Some of you may remember being told to “Sit up Straight” as a child. Most people can even remember the person that told them to do so and the way they said it. In fact, whenever anyone hears that I’m an Alexander Technique teacher and that I educate on psycho-physical health, the minute I mention the word, “posture” it’s an instant trigger that leads to arched backs, trying to illustrate the “sitting up straight” position they were instructed to perform in their youth.
The problem with the notion of “straight” is that it isn’t possible. Our spine has a natural curvature. Forcing it into what is thought of as a “straight” position is actually just inflicting tension on the back and compelling it to arch and overextend backwards. This causes tightening and contracting, leading to shortening of the spine. This is the opposite of lengthening, which is what makes our backs appear tall. Additionally, this attempt to “sit up straight” throws the body into disarray as it forces our chest up, shoulders back, head back and down, jaw tight and back tense. We tighten, compress, and shrink; this is the opposite of good posture.
Trying to over-correct a hunched back with an arched back is not the solution. Instead, we want to introduce freedom from tension in our bodies. Instead of “straight”, think “up.” Think of the head going up like a balloon, and as it lifts up, it creates space within the body. Finding space and freedom in activity is the message we want to send our children. They are already inundated with a plethora of societal pressures, their young bodies deserve to be free of tension.
The first thing we can start by doing for our children, is modeling desired behavior and posture. If you think your child has poor posture, take a look at yourself as you are sitting in a chair. You can’t tell your child to sit up straight, if you are sitting hunched over while you eat, work, or peruse your phone. Next, discuss posture from a scientific standpoint rather than a social one. Look at anatomy books and illustrations of the skeletal system. Compare them with pictures or images of people and ask your child to identify the differences.
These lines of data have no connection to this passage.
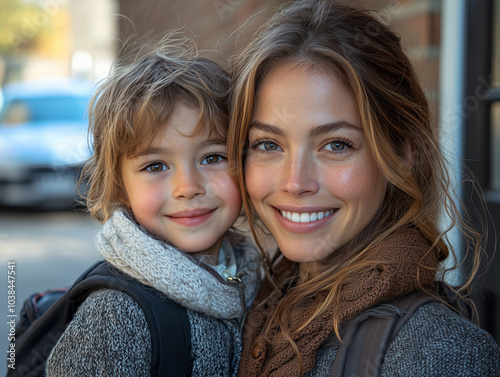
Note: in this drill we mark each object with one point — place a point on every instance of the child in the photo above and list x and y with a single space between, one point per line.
159 181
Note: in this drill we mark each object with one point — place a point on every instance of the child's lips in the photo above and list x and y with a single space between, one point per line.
192 217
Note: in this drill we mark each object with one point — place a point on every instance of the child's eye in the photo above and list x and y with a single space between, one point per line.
266 145
156 167
213 159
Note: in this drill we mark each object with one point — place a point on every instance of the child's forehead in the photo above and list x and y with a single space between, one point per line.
170 136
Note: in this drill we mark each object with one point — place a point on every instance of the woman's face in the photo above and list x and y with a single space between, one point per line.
309 172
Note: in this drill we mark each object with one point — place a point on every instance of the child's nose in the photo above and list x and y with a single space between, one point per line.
188 184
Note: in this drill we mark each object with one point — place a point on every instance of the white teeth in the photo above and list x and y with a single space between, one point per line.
306 217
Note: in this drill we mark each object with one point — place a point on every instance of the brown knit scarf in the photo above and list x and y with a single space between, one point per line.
277 358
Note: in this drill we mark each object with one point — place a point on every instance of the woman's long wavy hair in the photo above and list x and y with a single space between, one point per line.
134 103
367 56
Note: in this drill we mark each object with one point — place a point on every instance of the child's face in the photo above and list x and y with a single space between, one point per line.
180 188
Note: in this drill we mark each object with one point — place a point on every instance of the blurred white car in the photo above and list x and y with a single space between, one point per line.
43 142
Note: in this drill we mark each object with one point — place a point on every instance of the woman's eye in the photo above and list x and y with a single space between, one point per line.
212 159
267 146
156 166
336 146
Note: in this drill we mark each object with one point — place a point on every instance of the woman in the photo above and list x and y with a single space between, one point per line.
332 142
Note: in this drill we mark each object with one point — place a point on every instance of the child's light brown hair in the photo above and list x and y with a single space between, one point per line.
134 102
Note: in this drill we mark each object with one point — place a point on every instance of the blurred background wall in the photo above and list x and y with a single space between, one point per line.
454 44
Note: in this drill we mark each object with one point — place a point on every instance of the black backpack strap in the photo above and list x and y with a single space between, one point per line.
168 322
366 340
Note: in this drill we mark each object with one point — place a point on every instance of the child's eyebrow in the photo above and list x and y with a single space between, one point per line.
163 150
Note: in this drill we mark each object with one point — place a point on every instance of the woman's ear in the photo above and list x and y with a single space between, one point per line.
409 154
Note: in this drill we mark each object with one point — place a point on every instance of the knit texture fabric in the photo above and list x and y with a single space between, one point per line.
157 264
276 357
109 336
435 342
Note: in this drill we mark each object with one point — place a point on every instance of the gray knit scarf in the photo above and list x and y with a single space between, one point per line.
191 283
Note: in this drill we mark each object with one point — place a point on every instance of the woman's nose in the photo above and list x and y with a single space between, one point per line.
299 176
188 183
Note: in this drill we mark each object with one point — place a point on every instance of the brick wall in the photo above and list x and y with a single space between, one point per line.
214 23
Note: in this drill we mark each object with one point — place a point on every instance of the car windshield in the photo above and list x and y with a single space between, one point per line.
44 109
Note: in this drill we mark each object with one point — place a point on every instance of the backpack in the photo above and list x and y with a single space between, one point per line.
366 337
44 318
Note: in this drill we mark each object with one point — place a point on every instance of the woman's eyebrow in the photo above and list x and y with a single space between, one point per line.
319 130
333 126
266 128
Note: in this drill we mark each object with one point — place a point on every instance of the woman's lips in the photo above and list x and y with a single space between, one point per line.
302 221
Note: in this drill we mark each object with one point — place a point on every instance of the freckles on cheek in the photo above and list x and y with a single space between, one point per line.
254 180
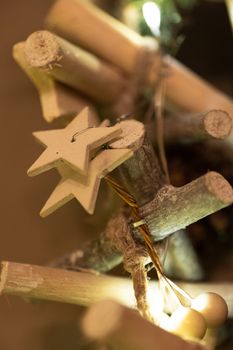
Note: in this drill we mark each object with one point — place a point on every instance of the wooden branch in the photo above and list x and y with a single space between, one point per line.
84 287
171 210
72 19
141 175
122 328
187 92
75 67
43 283
215 124
57 101
175 208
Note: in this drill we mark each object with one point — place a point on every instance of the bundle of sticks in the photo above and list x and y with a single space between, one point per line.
87 58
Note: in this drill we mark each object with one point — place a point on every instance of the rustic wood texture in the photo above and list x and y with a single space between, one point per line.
43 283
72 20
85 287
175 208
75 67
122 328
57 101
72 145
186 91
215 124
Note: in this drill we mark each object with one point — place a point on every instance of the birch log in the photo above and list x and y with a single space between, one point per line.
57 101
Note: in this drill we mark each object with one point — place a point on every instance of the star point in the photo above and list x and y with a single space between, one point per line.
72 145
84 188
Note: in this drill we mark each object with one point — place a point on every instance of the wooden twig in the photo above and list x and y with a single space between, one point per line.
128 50
75 67
141 175
175 208
188 92
57 101
215 124
123 328
172 208
43 283
86 287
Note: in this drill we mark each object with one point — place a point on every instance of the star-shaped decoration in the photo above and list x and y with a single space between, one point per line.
84 188
72 145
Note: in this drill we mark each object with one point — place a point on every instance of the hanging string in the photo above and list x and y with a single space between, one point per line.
168 288
158 104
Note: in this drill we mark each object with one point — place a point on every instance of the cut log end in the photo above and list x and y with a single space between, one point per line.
218 124
42 49
219 187
98 327
133 133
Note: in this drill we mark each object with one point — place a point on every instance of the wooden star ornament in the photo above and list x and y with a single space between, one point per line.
84 188
72 145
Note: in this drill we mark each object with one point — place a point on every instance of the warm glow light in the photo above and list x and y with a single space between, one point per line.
151 13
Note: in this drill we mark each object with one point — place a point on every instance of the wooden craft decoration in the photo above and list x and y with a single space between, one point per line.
84 188
71 145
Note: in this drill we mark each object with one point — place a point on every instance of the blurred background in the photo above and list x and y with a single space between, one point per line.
203 42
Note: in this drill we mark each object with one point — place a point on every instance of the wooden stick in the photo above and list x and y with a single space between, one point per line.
122 328
141 175
75 67
85 288
43 283
175 208
172 209
188 92
85 24
57 101
215 124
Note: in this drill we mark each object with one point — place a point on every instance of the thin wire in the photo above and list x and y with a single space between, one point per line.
159 103
168 288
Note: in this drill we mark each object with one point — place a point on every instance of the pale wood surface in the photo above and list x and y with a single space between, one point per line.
175 208
186 91
72 145
57 101
75 67
215 124
72 20
84 287
84 188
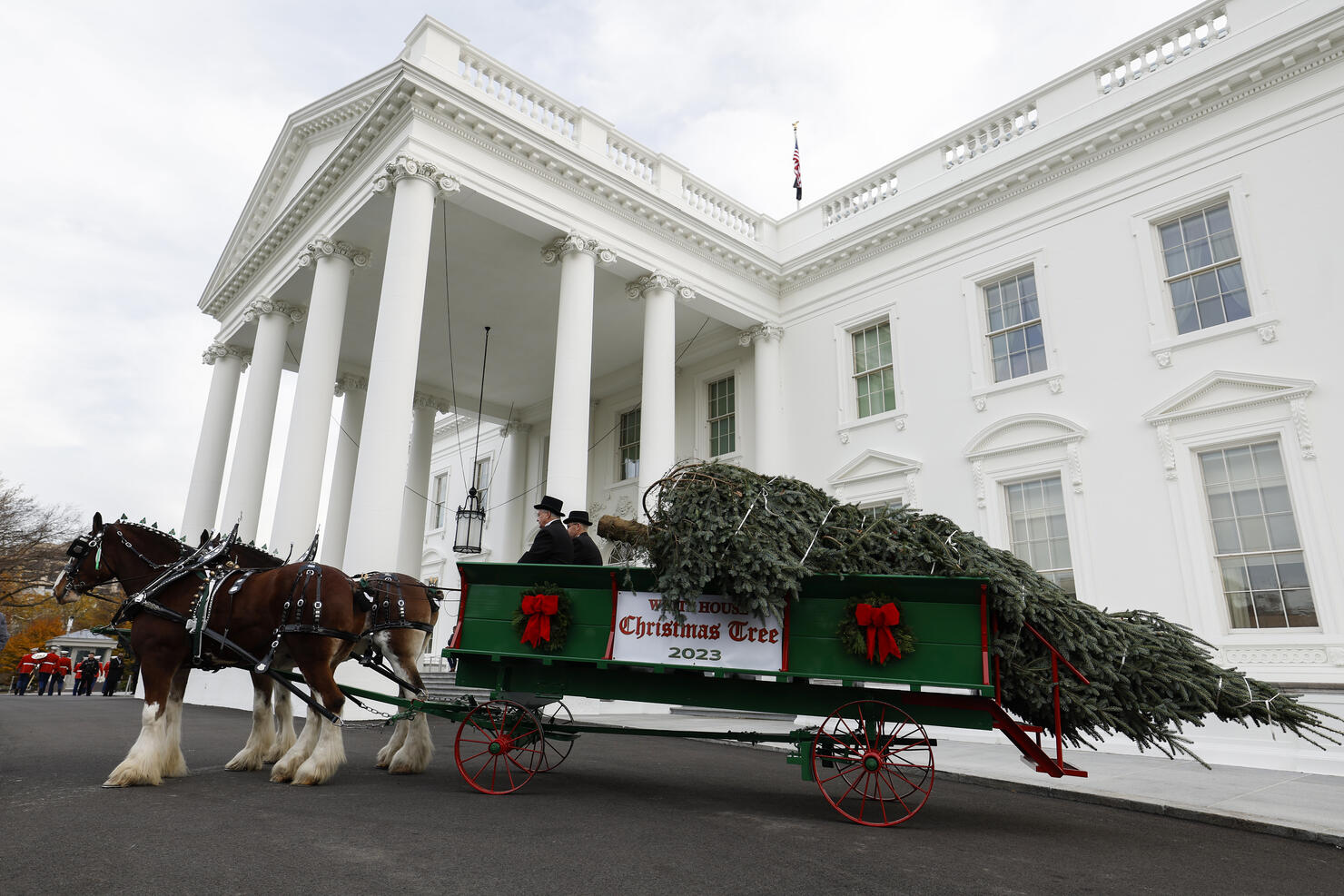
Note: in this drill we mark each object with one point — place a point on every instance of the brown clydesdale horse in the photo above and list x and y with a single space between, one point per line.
249 607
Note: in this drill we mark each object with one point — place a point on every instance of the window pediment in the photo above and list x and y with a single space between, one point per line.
1022 433
871 465
1223 391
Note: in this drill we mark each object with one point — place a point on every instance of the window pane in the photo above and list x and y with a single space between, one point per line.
1220 219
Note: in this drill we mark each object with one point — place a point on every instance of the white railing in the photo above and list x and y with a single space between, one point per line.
716 207
633 162
859 196
990 134
1162 47
518 93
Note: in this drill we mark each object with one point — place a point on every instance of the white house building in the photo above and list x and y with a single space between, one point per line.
1097 327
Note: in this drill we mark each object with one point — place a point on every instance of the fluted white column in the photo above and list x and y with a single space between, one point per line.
573 381
242 500
414 501
332 547
657 394
305 448
380 472
770 448
509 493
207 472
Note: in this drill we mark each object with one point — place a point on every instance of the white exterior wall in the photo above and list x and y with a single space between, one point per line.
1250 113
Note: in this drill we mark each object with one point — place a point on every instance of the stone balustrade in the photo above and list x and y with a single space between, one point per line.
630 159
859 196
515 92
703 199
990 134
1160 49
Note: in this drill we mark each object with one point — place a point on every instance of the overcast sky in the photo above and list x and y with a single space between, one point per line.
136 131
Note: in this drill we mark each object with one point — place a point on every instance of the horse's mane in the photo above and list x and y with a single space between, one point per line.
153 531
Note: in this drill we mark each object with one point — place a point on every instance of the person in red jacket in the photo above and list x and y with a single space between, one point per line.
44 668
58 677
25 668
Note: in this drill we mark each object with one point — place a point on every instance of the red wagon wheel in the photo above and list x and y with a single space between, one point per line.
558 743
873 762
499 747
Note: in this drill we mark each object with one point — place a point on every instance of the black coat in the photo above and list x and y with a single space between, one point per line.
585 551
550 546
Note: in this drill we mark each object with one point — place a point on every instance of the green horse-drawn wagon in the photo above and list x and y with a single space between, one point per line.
876 657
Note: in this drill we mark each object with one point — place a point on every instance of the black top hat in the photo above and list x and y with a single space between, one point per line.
550 504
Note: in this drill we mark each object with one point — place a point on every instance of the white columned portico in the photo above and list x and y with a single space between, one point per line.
573 383
414 498
509 487
207 473
242 500
305 448
332 547
657 394
770 456
380 472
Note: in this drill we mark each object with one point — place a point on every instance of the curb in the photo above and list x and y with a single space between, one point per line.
1186 812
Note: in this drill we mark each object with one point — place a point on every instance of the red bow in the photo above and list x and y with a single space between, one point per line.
878 622
539 609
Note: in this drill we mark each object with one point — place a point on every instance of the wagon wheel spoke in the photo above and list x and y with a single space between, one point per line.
499 747
558 743
873 762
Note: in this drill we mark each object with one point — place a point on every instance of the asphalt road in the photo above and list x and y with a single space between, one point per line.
622 814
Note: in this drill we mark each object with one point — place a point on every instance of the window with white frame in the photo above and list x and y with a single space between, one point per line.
628 447
1256 542
1039 531
1204 276
481 480
1015 335
439 512
874 377
876 509
722 417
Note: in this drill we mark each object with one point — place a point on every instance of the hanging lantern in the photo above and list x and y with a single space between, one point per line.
470 526
470 518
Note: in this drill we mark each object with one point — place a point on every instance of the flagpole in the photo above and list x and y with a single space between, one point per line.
797 182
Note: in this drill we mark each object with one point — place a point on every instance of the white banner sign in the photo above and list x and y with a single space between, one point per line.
713 635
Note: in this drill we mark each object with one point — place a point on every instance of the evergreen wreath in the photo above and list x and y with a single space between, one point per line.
548 630
854 637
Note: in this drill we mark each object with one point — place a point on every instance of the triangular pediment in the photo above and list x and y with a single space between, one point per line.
871 465
1225 391
1023 431
304 147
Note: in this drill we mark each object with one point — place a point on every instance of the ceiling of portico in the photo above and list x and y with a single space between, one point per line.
495 277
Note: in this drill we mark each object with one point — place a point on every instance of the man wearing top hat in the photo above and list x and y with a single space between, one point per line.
553 542
585 551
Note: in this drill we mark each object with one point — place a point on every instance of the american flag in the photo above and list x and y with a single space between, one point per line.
797 171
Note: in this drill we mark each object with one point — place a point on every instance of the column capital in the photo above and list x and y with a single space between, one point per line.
263 305
636 289
425 399
758 333
405 167
217 350
571 242
351 383
324 248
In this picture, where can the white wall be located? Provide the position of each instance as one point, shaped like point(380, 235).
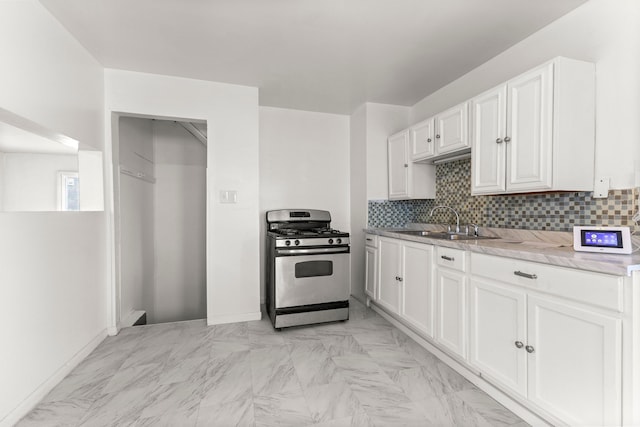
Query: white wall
point(358, 201)
point(180, 224)
point(382, 121)
point(371, 124)
point(55, 311)
point(137, 214)
point(304, 163)
point(233, 235)
point(605, 32)
point(31, 180)
point(91, 174)
point(2, 180)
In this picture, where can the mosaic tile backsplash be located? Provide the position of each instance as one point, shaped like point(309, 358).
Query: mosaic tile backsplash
point(542, 211)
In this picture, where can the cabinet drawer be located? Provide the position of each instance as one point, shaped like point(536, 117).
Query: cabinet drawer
point(601, 290)
point(371, 240)
point(451, 258)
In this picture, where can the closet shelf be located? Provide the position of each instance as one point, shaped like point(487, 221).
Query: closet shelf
point(136, 174)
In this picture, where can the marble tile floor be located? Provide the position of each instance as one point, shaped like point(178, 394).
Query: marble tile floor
point(362, 372)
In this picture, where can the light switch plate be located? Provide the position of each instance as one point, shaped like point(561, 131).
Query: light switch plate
point(601, 188)
point(228, 196)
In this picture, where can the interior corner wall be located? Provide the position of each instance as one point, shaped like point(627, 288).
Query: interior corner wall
point(371, 124)
point(358, 207)
point(604, 32)
point(53, 292)
point(304, 163)
point(233, 230)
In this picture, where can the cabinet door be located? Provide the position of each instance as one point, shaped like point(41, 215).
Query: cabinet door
point(498, 333)
point(398, 166)
point(417, 284)
point(422, 144)
point(452, 129)
point(488, 159)
point(574, 362)
point(529, 127)
point(389, 284)
point(371, 272)
point(451, 330)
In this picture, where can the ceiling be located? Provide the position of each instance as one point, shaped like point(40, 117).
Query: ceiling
point(316, 55)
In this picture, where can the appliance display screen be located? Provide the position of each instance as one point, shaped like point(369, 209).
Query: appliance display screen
point(602, 239)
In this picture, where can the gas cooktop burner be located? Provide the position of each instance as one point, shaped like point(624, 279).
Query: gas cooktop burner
point(309, 232)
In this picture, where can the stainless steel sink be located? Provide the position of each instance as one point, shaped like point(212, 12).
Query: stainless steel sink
point(443, 235)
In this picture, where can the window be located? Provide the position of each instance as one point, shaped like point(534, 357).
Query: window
point(68, 191)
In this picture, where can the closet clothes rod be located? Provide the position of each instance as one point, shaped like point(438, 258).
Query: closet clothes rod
point(139, 175)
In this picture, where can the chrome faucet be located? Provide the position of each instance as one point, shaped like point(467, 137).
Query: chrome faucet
point(475, 229)
point(452, 210)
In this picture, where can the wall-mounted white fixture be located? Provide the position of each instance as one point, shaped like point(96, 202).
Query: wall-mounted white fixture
point(601, 188)
point(228, 196)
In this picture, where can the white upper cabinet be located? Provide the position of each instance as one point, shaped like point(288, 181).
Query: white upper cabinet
point(536, 132)
point(529, 125)
point(489, 149)
point(443, 134)
point(408, 180)
point(452, 129)
point(398, 166)
point(422, 140)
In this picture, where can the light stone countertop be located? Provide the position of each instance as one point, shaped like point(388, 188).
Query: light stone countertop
point(546, 247)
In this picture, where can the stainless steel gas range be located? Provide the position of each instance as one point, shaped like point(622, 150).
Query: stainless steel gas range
point(308, 268)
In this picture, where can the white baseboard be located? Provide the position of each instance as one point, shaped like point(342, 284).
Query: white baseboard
point(233, 318)
point(36, 396)
point(516, 407)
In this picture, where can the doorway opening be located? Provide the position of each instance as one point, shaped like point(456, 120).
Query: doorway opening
point(159, 168)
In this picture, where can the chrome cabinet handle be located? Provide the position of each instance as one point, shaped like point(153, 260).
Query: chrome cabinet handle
point(526, 275)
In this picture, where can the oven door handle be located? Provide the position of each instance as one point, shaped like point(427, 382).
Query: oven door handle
point(312, 251)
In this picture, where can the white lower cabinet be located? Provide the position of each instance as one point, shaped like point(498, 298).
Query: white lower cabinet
point(574, 362)
point(417, 295)
point(405, 285)
point(564, 357)
point(371, 266)
point(389, 285)
point(451, 294)
point(549, 336)
point(451, 330)
point(498, 333)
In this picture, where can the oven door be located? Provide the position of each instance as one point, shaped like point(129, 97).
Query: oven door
point(311, 276)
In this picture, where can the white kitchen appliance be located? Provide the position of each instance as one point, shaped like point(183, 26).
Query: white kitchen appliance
point(613, 240)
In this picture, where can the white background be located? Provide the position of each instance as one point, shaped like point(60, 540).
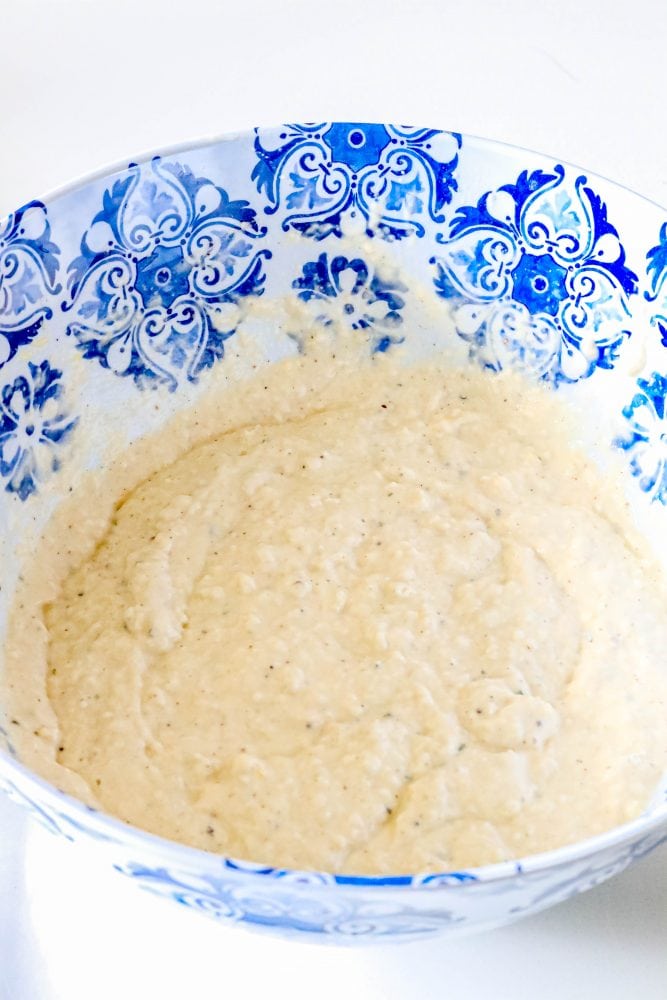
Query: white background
point(86, 83)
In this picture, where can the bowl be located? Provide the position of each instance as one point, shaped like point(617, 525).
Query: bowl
point(119, 297)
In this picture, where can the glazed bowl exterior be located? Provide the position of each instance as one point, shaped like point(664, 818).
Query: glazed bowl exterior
point(128, 288)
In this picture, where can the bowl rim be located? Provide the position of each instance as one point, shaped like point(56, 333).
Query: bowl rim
point(113, 830)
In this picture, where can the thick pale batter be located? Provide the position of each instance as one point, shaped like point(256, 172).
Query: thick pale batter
point(400, 625)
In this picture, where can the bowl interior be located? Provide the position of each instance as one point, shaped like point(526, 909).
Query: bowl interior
point(121, 297)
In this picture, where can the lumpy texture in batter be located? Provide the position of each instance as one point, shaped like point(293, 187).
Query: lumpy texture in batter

Familiarize yourself and your children with the term “body mapping”, so that you can all understand how the body fits together.
There are a myriad of illnesses associated with a sedentary lifestyle. Instead of sounding like an ‘old person’ and attributing posture to a way of sitting or standing, regard it as a matter of health. Poor posture doesn’t happen over night. It is the accumulation of lifelong habits. It cannot be corrected by simply “sitting up straight.” The first step towards improving posture is the recognition of harmful habits that interfere with the body’s optimal functioning.
There are a variety of bodywork specialists who can educate you and your family about mindful ways to approach musculoskeletal health. Research different modalities of body education practices and find one that aligns with your needs.
Identifying undesired habits early on is key to stopping those behaviors and replacing them with better choices. Good body habits not only improve posture, but also our relationship with ourselves and others. Finding ways to communicate with our kids which aren’t laden with criticism and “shoulds” can make communication more effective and also promote health and well-being in the process.
DeMarco, T., & Sidney, K. (1989). Enhancing children’s participation in physical activity. Journal of School Health, 59(8), 337-340.
Lenhart, A., Ling, R., Campbell, S., & Purcell, K. (2010). Teens and mobile phones: Text messaging explodes as teens embrace it as the centerpiece of their communication strategies with friends. Pew Internet & American Life Project.
Matthews, C. E., Chen, K. Y., Freedson, P. S., Buchowski, M. S., Beech, B. M., Pate, R. R., & Troiano, R. P. (2008). Amount of time spent in sedentary behaviors in the United States, 2003–2004. American journal of epidemiology, 167(7), 875-881.
McWhorter, J. W., Wallmann, H. W., & Alpert, P. T. (2003). The obese child: Motivation as a tool for exercise. Journal of Pediatric Health Care, 17(1), 11-17.
Peper, E., Lin, I. M., Harvey, R., & Perez, J. (2017). How posture affects memory recall and mood. Biofeedback, 45(2), 36-41.